The first signs of leukaemia are tiredness and weakness, shortness of breath, pale complexion, persistent fever or infection, nosebleeds and weight loss.
Acute Lymphoblastic leukaemia is the most common leukaemia in children.
Acute Lymphoblastic Leukaemia (ALL) is when the bone marrow overproduces white blood cells called lymphocytes. These abnormal cells overcrowd the bone marrow, and can also spill out to build up in parts of the lymphatic system (the spleen or lymph nodes) and in the liver.
While normal white blood cells are involved in fighting infection, these abnormal white blood cells are immature and aren’t able to function properly. People with ALL are therefore at high risk of infection.
This is the most common leukaemia in children. About 7 to 8 out of 10 children with leukaemia have this type. ALL affects the lymphoid stem cells and comes on very rapidly.
Depending on the stage of the cancer when it is diagnosed it can be treatable. Chemotherapy is the most common treatment for children with leukaemia. It involves using medicines to destroy the cancer cells.

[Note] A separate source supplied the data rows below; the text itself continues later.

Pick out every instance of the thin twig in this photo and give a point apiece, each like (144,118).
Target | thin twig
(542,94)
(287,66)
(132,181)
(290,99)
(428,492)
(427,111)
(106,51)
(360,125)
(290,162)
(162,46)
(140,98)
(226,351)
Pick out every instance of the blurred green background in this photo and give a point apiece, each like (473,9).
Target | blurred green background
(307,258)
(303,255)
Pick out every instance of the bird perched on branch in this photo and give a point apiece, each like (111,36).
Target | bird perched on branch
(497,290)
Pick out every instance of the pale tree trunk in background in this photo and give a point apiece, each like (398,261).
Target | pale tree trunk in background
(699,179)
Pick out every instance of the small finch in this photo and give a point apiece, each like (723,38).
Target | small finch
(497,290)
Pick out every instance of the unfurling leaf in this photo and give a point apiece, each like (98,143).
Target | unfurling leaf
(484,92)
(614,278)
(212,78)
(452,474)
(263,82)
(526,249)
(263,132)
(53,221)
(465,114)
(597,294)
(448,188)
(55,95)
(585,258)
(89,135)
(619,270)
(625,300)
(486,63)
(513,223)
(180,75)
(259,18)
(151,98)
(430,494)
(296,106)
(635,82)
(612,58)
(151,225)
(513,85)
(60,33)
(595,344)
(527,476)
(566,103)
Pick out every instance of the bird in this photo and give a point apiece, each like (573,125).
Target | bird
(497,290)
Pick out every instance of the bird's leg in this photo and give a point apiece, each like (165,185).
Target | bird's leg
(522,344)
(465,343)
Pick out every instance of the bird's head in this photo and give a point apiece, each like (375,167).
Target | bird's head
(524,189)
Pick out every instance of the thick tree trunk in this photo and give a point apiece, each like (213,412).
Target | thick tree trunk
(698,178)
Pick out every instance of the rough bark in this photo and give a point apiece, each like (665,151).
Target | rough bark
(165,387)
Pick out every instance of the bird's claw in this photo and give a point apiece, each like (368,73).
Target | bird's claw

This therapy can be given over several years in phases. Most children with ALL receive chemotherapy in 3 doses over 1 to 3 years.
Other treatments can involve targeted drugs specifically targeted to that cancer. ALL usually includes a group of drugs called tyrosine kinase inhibitors which are normally used. These drugs work by blocking a protein that leukaemia cells need to grow and divide.
CAR-T therapy is another therapy which can be used. It is a type of immunotherapy that changes your child’s own T-cells so they can attack the cancer cells. Currently, CAR-T therapy is only used for some forms of acute lymphoblastic leukaemia (ALL).
A child with leukaemia will act tired and fatigued, and may be less energetic than other children. They may also experience regular bruising, nosebleeds or wounds that do not heal.
Blood tests can be used to check blood cell counts which can inform whether cancer is present. Certain types of leukaemia also have certain enzymes associated with them that can be seen in a blood test, for instance, the enzyme lactate dehydrogenase is usually higher in people with AML (acute myeloid leukaemia)
Most children with ALL are between two and four years old.
The survival rate for a child aged 0-4 with Leaukaemia five years post diagnosis is 90.5%, for children aged 5-9 it’s 92.1% and from 10-14 its 84.1%.
ACRF awarded a $2.5M grant to the South Australian Health and Medical Research Institute (SAHMRI) and the University of Adelaide’s adjacent Adelaide Health and Medical Sciences building to help establish the ACRF Centre for Integrated Cancer Systems Biology. The state-of-the-art facility will bring together next generation technologies to transform patient outcomes through the delivery of targeted and personalised cancer therapy. It will target five critically important cancer streams – chronic myeloid leukaemia, acute lymphoblastic leukaemia, multiple myeloma, prostate cancer and colorectal cancer.